Nellie Bly passò dieci giorni nel manicomio e scoprì che le voci a cui precedentemente non dava peso erano molto più che fondate. Le condizioni di vita delle pazienti erano disumane: il cibo era rancido e ammuffito, le pazienti venivano lavate con acqua gelida e sporca che ne minava la salute, le infermiere erano crudeli, disumane, ricorrendo spesso alla violenza e i medici non sapevano distinguere le pazienti realmente folli da quelle che si erano ritrovate a Blackwell a causa di incomprensioni. Ciò che era peggio è che non veniva fornita alcuna cura alle pazienti per i loro reali o presunti disturbi mentali; infatti, Nellie Bly ribadì più volte nel corso della sua inchiesta che il manicomio di Blackwell, a causa del modo in cui veniva gestito, faceva peggiorare le condizioni psichiche delle pazienti o le portava alla pazzia.
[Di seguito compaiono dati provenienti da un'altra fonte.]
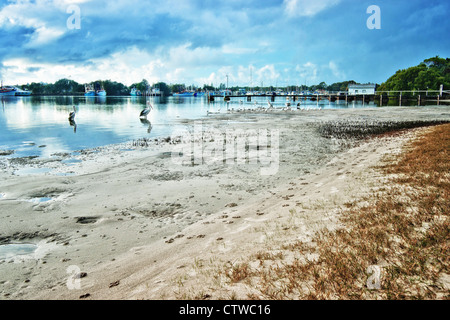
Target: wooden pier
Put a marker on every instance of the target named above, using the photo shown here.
(381, 98)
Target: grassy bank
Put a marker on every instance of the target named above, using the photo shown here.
(401, 230)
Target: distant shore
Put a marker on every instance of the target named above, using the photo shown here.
(143, 225)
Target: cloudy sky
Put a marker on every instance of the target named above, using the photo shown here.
(254, 42)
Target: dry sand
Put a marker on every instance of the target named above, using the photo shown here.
(129, 222)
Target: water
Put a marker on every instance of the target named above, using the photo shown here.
(39, 126)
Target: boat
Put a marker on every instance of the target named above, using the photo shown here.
(101, 93)
(22, 93)
(7, 91)
(184, 94)
(135, 92)
(89, 91)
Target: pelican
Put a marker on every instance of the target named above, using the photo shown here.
(146, 111)
(73, 124)
(72, 114)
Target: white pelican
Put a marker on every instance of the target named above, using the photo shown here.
(146, 111)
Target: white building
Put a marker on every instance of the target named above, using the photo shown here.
(360, 89)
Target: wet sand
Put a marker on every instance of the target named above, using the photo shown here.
(134, 221)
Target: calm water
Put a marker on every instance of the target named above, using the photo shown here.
(39, 126)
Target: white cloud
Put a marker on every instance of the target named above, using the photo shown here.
(308, 72)
(307, 8)
(336, 71)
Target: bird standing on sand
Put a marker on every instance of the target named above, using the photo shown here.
(72, 114)
(146, 111)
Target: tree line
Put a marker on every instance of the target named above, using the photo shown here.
(428, 75)
(113, 88)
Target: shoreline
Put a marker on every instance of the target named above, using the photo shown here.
(121, 212)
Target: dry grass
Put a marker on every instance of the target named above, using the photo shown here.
(404, 230)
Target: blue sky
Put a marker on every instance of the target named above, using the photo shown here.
(269, 42)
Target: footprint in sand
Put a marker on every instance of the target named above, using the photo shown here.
(334, 190)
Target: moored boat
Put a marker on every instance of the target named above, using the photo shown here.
(7, 91)
(135, 92)
(22, 93)
(101, 93)
(89, 91)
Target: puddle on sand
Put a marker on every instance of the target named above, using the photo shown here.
(31, 171)
(71, 162)
(8, 251)
(40, 200)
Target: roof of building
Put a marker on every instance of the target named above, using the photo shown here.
(362, 86)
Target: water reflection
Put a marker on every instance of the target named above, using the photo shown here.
(106, 120)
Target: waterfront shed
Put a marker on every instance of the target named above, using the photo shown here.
(361, 89)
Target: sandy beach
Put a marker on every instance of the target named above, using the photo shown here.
(145, 220)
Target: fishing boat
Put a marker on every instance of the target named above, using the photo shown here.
(101, 93)
(22, 93)
(184, 94)
(135, 92)
(7, 91)
(89, 91)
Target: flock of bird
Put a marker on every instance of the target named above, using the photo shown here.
(144, 113)
(258, 108)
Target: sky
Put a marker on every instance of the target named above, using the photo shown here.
(196, 42)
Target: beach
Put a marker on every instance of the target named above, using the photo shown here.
(156, 218)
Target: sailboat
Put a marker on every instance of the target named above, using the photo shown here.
(89, 91)
(7, 91)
Alcune delle misure adottate all’interno del manicomio come il chiudere le pazienti nelle proprie stanze durante la notte erano estremamente pericolose, ad esempio in caso di incendio. Ciò che rendeva la testimonianza della giornalista ancora più agghiacciante, tuttavia, fu il suo ammettere che aveva smesso di fingersi pazza non appena fu internata (“E tuttavia, più parlavo e agivo razionalmente, più ero ritenuta afflitta da follia”). Viene confermata così una grande quanto tetra verità: chi entrava nel manicomio di Blackwell, poi non poteva più uscire.

Passati i dieci giorni, gli uomini di Pulitzer andarono a liberare la giornalista, dicendo di essere amici della ragazza e che si sarebbero presi cura di lei. Nellie Bly scrisse un’inchiesta che indignò tutta l’America in cui denunciò la violenza, la fame, ma soprattutto descrisse gli occhi vuoti delle pazienti (“la forma umana è lì: eppure manca quel qualcosa senza il quale il corpo può vivere, ma che non può esistere senza il corpo”). Lo stesso stile della reporter è molto emotivo e lascia spazio ad una verve creativa che coinvolse molto i lettori. La sua inchiesta ebbe così successo che le autorità furono costrette ad intervenire e scattarono numerosi controlli in tutti i manicomi americani. Grazie a quelle indagini, furono aumentati i finanziamenti al fine di migliorare la qualità del cibo, l’igiene e in generale le condizioni di vita delle pazienti (“la commissione destinò 1.000.000 di dollari- più di quanto fosse stato stanziato- alla cura dei malati di mente”).